Cleaning /scratch of old files #249

tatarsky opened this issue Apr 20, 2015 · 19 comments
Assignees

Comments

@tatarsky
Copy link
Contributor

There appears to be no concept of removal of old files in /scratch and they are frankly littered with such files. Not a space issue, but a large number of "top dir" files making it a bit pokey to stat/ls.

But I don't know the policy that was adopted for /scratch on the nodes so before I add a cron job to say remove any file more than six months old please comment.

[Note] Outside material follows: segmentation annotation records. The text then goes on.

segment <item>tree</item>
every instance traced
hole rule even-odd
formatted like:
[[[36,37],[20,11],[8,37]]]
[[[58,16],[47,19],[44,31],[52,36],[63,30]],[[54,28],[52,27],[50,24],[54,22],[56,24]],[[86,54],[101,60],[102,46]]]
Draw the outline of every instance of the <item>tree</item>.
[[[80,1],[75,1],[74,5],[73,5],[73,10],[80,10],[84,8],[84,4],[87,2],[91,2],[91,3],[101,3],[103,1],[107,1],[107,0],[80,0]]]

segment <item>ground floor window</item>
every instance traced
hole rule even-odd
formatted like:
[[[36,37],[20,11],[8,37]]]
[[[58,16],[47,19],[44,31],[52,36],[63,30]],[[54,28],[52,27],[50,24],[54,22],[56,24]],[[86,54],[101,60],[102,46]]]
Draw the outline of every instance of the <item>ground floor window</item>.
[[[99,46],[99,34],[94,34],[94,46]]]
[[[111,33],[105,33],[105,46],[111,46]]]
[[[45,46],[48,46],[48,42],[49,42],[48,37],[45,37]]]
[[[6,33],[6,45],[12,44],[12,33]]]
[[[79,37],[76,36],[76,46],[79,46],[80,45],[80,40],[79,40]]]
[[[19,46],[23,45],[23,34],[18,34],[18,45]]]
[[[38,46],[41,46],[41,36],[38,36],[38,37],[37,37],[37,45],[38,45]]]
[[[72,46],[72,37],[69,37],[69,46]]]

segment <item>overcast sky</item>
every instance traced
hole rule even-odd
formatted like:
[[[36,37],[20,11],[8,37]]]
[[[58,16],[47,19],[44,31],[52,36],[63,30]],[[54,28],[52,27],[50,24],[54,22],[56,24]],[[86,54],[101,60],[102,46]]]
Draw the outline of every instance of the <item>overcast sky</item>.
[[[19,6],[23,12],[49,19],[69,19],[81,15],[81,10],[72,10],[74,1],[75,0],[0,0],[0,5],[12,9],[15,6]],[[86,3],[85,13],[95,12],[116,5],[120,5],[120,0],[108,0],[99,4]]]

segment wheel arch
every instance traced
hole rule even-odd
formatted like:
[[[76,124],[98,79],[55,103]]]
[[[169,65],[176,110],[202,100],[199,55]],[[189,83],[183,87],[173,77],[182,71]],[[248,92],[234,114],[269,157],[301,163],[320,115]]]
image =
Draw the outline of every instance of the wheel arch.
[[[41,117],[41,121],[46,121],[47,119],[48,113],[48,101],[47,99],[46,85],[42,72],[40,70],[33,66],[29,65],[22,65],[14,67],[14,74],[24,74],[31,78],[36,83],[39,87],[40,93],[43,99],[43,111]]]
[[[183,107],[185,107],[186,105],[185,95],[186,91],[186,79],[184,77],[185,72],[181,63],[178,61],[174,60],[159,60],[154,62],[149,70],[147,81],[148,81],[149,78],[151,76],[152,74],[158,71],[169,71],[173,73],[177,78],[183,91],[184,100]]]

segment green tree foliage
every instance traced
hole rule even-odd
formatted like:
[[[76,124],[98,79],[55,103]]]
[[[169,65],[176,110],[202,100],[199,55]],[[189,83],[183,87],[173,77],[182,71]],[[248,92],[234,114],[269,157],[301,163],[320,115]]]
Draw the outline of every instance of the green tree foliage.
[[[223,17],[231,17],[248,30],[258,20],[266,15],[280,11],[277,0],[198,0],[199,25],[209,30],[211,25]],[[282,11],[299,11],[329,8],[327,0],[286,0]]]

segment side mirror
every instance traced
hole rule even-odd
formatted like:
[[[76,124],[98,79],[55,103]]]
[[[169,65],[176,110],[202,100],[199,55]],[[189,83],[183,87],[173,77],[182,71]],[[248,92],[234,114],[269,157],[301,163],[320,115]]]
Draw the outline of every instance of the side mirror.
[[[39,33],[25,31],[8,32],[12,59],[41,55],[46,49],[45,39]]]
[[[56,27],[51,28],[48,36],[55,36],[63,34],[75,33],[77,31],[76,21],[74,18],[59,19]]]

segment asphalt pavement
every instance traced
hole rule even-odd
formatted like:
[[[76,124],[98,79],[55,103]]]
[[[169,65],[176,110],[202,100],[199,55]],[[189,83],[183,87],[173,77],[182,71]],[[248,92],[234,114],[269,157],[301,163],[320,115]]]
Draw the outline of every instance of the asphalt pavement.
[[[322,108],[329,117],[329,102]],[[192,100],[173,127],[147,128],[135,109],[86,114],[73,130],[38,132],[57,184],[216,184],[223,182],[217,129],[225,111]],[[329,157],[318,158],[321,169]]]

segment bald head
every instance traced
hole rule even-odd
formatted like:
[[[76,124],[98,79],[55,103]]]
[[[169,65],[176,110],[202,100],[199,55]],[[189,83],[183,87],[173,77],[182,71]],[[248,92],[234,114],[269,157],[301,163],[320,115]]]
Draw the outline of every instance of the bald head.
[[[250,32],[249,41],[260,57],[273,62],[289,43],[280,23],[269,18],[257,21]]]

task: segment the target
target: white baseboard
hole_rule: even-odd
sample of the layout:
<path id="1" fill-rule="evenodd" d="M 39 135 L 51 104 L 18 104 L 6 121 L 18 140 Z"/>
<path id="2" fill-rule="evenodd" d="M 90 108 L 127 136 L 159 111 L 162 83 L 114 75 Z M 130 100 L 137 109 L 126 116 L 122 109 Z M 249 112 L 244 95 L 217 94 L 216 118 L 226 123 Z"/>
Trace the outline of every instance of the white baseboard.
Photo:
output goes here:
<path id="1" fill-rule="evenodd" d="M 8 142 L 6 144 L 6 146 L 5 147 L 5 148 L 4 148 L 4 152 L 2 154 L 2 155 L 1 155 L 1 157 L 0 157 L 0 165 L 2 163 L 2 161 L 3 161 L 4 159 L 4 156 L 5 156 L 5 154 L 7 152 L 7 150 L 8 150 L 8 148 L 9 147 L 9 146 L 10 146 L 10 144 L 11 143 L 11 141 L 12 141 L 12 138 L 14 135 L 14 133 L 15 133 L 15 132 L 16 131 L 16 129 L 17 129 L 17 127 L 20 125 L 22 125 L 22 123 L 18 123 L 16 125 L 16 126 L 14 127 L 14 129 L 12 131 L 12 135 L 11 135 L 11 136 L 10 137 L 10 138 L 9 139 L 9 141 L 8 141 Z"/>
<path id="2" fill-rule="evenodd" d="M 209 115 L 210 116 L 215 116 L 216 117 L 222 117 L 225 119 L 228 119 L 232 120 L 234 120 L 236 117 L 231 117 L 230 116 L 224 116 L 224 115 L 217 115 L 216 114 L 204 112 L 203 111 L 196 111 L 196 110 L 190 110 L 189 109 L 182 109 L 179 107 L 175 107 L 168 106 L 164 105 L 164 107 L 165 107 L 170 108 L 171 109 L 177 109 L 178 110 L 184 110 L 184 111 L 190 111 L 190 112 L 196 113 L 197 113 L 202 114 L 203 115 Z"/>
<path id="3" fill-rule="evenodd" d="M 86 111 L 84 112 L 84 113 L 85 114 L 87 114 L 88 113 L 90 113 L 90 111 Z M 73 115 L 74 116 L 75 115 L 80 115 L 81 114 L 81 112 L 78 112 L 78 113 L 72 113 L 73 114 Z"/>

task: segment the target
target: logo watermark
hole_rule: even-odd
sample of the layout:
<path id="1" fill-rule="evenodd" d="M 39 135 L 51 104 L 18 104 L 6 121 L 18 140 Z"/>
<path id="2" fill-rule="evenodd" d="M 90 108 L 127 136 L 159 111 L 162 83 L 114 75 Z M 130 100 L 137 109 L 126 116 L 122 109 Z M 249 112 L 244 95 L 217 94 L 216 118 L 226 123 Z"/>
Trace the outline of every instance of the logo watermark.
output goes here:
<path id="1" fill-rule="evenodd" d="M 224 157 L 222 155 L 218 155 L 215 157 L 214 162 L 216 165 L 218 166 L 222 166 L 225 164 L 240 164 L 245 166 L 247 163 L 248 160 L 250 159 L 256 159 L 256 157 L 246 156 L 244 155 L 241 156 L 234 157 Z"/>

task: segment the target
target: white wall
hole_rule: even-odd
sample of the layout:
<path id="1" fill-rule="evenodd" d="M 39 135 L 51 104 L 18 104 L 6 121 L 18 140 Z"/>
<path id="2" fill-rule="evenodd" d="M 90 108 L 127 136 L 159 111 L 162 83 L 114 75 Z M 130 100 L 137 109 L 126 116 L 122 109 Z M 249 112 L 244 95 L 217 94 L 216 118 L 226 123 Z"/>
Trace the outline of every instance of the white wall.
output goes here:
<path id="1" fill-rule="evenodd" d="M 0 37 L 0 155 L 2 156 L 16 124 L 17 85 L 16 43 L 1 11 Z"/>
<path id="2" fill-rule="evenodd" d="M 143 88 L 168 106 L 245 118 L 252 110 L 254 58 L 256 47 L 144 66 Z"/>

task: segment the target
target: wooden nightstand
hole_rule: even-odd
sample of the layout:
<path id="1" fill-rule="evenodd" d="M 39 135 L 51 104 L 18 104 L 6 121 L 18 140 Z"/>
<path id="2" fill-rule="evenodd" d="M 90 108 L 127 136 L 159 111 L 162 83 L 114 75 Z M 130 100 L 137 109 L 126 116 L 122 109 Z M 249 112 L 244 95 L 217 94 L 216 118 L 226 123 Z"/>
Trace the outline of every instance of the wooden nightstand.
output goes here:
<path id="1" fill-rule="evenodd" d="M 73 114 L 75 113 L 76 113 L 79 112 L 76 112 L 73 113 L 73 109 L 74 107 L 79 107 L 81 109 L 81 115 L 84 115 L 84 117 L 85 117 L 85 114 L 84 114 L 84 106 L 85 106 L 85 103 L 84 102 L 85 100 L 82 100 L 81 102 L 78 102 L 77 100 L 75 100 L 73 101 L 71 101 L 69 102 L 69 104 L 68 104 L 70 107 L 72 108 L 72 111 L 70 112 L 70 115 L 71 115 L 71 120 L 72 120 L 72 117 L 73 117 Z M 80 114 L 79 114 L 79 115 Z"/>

Alternately I can "not care" and let folks clean up themselves but the fact there are files as far back as 2013 suggests that isn't being done ;)

@jchodera
Copy link
Member

Thanks for noticing this! We should definitely have a cleaning policy and announce it.

Deleting files older than six months with a cron job sounds great for now. We can then figure out if there is a better practical policy for the future.

@tatarsky
Copy link
Contributor Author

Well, I was looking at something else but I'll cron something up or extend tmpwatch (the one that does tmp and /var/tmp)

@akahles
Copy link

akahles commented Apr 20, 2015

I would rather treat this generally as temporary space. In general, if somebody wants to write tmp data during a job, each job creates a job-specific temporary directory that is present in the TMPDIR environment variable:

qlogin 
qsub: waiting for job 3077568.mskcc-fe1.local to start
qsub: job 3077568.mskcc-fe1.local ready
...
echo $TMPDIR
/scratch/3077568.mskcc-fe1.local

This directory will be removed upon completion of the job. So the only use case I see for the remainder of /scratch is that data should persist locally on the node after job completion (e.g., big data for heavy local I/O of many successive jobs).

Could we just have a designates directory for this (e.g., /scratch/share ...) that is cleaned up less frequently and clean up the rest very frequently (e.g., daily) to prevent people from accidentally filling up /scratch.

@jchodera
Copy link
Member

+1 on @akahles's suggestion for policy.

I had totally forgotten about the automatic setting g of $TMPDIR. It may be worth an email announcement that people should use $TMPDIR (with a pointer to the wiki docs) or else the safety of their files cannot be guaranteed.

The addition of /scratch/shared that is cleaned of old files periodically is also a great idea.

@ratsch
Copy link

ratsch commented Apr 21, 2015

+1

On Apr 20, 2015, at 8:58 AM, John Chodera notifications@github.com wrote:

+1 on @akahles https://github.com/akahles's suggestion for policy.

I had totally forgotten about the automatic setting g of $TMPDIR. It may be worth an email announcement that people should use $TMPDIR (with a pointer to the wiki docs) or else the safety of their files cannot be guaranteed.

The addition of /scratch/shared that is cleaned of old files periodically is also a great idea.


Reply to this email directly or view it on GitHub #249 (comment).

@tatarsky
Copy link
Contributor Author

Noted above and will draft up some items here and prep the defined cleaning items. Nothing will happen for awhile so others might note this.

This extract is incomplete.